19. To be Frank, 2011, acrylic/oil/print/canvas, 200 x 400 cm

19. To be Frank, 2011

A bookcase leads to a staircase up to the hiding place of the Frank family, the Van Pels family, and Mr. Pfeffer. Hiding at the Prinsengracht in Amsterdam they were betrayed in September 1944 and sent to Auschwitz. Only Otto Frank came back from Germany.

Still unknown who amongst the neighbors denounced the Frank family, some historians believe the two families wouldn\’t have survived the cold winter months due to hunger. This is a comforting thought for a lot of Dutchmen, while a good number of people turned a blind eye to the situation of the Jews.

This canvas is almost equally divided between obscure and visible. Half-revealed behind two dark panels, we can discern an interior scene with a bookcase and an entrance through a wall. Three floating forms exist in an undefined space; these are in the colors of the Dutch national flag.
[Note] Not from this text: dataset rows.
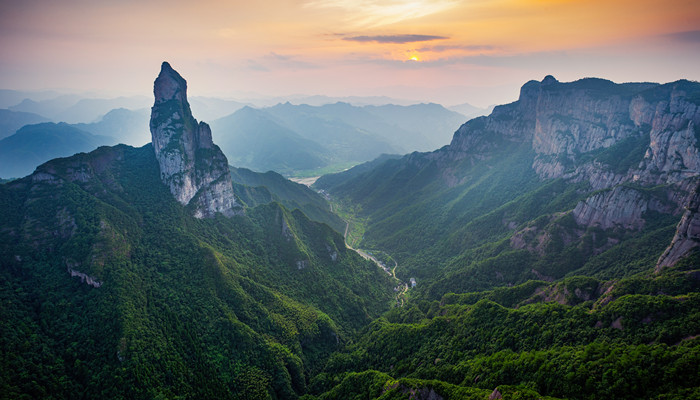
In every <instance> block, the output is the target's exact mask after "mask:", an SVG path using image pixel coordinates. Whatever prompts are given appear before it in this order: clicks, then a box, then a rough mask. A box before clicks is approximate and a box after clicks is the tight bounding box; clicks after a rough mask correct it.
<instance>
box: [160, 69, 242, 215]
mask: <svg viewBox="0 0 700 400" xmlns="http://www.w3.org/2000/svg"><path fill="white" fill-rule="evenodd" d="M153 94H154V95H155V103H154V105H153V108H152V109H151V123H150V126H151V137H152V141H153V149H154V150H155V154H156V158H157V159H158V164H159V165H160V173H161V179H162V180H163V182H164V183H165V184H166V185H168V187H169V188H170V192H171V193H172V194H173V196H175V198H176V199H177V201H179V202H180V203H181V204H183V205H188V204H192V205H193V206H194V210H195V211H194V215H195V217H197V218H206V217H213V216H214V215H215V214H216V213H222V214H224V215H227V216H231V215H234V214H236V213H237V212H238V210H240V206H239V205H238V204H236V201H235V198H234V195H233V186H232V184H231V173H230V171H229V169H228V160H227V159H226V156H225V155H224V154H223V153H222V152H221V150H220V149H219V147H218V146H216V145H215V144H214V143H213V141H212V137H211V129H210V128H209V125H207V124H206V123H204V122H199V123H197V120H196V119H194V117H193V116H192V111H191V110H190V105H189V103H188V102H187V82H186V81H185V80H184V79H183V78H182V77H181V76H180V74H178V73H177V72H176V71H175V70H173V69H172V68H171V67H170V64H168V63H167V62H164V63H163V65H162V66H161V70H160V74H159V75H158V78H156V80H155V83H154V85H153Z"/></svg>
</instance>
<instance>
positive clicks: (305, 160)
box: [212, 107, 328, 173]
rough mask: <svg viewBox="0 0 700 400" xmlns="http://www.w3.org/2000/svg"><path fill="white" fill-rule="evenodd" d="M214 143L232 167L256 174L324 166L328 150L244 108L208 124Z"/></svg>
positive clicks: (289, 129)
mask: <svg viewBox="0 0 700 400" xmlns="http://www.w3.org/2000/svg"><path fill="white" fill-rule="evenodd" d="M212 128H213V132H215V133H214V135H215V137H216V141H217V143H220V146H221V149H222V150H223V151H224V153H225V154H226V156H227V157H229V158H230V160H231V163H232V164H233V165H237V166H242V167H246V168H252V169H254V170H257V171H270V170H274V171H279V172H280V173H291V172H292V171H296V170H306V169H316V168H320V167H322V166H324V165H327V163H328V159H327V157H328V155H327V153H328V151H327V150H326V149H325V148H323V146H321V145H320V144H318V143H316V142H313V141H311V140H307V139H305V138H303V137H302V136H301V135H299V134H297V133H296V132H294V131H292V130H291V129H288V128H286V127H284V126H282V125H280V124H278V123H277V122H275V120H273V119H272V118H270V117H269V116H268V115H267V114H266V113H265V112H263V111H260V110H256V109H254V108H250V107H244V108H242V109H240V110H238V111H237V112H235V113H233V114H232V115H230V116H228V117H224V118H221V119H218V120H216V121H213V122H212Z"/></svg>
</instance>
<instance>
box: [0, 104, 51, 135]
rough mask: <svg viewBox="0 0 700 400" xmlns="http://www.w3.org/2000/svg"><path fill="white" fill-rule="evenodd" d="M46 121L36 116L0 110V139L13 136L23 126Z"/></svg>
mask: <svg viewBox="0 0 700 400" xmlns="http://www.w3.org/2000/svg"><path fill="white" fill-rule="evenodd" d="M48 121H49V120H48V119H47V118H44V117H42V116H41V115H38V114H32V113H26V112H20V111H10V110H1V109H0V139H2V138H5V137H8V136H10V135H14V134H15V132H17V129H19V128H21V127H23V126H24V125H31V124H38V123H40V122H48Z"/></svg>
To the right we have a silhouette view through a curtained window of an arm and hand brandishing a revolver pointing at an unlit lamp. The narrative sense leads us to imagine that a victim is absent from our view.
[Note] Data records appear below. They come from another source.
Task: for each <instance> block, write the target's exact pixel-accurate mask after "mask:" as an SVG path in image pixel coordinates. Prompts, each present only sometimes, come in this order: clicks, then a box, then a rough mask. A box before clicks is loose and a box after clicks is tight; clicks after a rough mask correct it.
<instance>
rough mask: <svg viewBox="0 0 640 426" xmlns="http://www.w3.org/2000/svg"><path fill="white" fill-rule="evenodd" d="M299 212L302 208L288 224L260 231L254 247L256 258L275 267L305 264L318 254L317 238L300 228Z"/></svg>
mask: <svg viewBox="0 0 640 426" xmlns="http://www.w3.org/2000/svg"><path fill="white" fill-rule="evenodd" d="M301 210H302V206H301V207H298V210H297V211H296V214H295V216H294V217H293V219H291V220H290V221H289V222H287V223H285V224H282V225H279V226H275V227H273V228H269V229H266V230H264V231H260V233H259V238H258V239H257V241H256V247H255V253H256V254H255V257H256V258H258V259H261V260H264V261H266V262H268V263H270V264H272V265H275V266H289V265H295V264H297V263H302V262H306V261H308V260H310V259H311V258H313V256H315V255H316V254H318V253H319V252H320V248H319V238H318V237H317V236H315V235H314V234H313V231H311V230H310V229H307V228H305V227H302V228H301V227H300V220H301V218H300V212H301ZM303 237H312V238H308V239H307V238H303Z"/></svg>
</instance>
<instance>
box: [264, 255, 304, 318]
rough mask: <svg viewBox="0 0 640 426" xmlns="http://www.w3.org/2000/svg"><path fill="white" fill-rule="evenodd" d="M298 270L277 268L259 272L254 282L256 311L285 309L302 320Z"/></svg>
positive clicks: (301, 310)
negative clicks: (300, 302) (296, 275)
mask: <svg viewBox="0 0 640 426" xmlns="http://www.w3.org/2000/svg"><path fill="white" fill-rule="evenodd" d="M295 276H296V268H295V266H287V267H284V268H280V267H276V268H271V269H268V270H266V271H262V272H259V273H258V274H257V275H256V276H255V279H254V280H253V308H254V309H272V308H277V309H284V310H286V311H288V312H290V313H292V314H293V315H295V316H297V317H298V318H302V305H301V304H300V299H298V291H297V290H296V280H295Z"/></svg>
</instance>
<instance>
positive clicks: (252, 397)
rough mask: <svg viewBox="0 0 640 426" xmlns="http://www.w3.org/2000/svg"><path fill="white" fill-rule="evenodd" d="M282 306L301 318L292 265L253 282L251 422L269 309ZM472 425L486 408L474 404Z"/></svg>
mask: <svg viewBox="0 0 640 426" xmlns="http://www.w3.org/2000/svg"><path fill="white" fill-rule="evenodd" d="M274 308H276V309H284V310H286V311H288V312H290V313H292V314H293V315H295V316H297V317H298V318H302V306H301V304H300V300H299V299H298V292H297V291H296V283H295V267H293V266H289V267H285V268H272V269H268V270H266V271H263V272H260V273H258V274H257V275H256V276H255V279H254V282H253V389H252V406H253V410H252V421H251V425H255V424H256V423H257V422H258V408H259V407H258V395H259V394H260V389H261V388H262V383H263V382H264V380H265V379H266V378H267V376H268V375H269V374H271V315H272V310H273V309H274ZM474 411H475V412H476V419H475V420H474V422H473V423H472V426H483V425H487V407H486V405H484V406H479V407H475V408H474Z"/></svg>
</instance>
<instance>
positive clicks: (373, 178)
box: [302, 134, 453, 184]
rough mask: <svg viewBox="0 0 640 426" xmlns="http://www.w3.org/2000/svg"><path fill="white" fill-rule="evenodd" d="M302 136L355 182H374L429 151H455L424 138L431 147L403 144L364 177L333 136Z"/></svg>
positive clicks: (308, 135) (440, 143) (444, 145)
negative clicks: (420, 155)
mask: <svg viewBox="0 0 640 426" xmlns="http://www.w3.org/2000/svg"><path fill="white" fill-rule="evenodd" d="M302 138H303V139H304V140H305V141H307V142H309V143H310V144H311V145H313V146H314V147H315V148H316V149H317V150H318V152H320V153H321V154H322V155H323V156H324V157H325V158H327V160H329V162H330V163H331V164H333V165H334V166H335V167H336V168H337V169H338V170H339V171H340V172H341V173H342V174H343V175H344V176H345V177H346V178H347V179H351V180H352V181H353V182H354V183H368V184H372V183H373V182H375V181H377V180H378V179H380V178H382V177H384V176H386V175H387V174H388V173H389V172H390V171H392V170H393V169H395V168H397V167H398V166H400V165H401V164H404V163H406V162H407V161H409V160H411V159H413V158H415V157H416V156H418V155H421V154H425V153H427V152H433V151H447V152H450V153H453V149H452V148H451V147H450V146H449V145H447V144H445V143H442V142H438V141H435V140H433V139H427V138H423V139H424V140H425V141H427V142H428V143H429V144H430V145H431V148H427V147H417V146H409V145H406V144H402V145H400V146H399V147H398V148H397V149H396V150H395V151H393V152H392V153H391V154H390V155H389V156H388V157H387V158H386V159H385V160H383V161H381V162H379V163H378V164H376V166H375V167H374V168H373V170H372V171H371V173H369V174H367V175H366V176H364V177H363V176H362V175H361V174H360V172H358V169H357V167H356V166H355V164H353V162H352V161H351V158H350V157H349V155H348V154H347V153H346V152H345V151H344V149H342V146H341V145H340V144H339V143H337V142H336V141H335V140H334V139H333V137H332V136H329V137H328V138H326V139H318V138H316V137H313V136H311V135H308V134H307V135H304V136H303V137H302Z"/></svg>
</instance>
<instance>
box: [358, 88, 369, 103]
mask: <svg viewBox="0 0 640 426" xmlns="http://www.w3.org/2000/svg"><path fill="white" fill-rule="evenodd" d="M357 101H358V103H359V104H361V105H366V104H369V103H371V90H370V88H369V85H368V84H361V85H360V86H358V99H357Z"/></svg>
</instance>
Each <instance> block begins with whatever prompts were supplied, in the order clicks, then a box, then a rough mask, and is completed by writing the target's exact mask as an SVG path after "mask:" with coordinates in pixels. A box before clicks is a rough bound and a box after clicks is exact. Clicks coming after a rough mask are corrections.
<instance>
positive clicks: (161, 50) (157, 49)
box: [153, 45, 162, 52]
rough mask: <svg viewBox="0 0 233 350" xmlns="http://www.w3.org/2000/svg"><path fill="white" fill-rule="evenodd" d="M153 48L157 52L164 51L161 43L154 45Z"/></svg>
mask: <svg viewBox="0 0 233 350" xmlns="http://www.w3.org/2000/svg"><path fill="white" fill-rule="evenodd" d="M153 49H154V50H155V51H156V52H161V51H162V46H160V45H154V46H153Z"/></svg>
From 1933, the year Hitler gained power in Germany, the Amsterdam Rivierenbuurt neighborhood was called ‘Little Germany’ as the majority of the residents consisted of German Jewish refugees. The observation through this window in the neighborhood at night must have been a regular one during the first three years of the war, since Amsterdam was already officially declared free from Jews by 1943.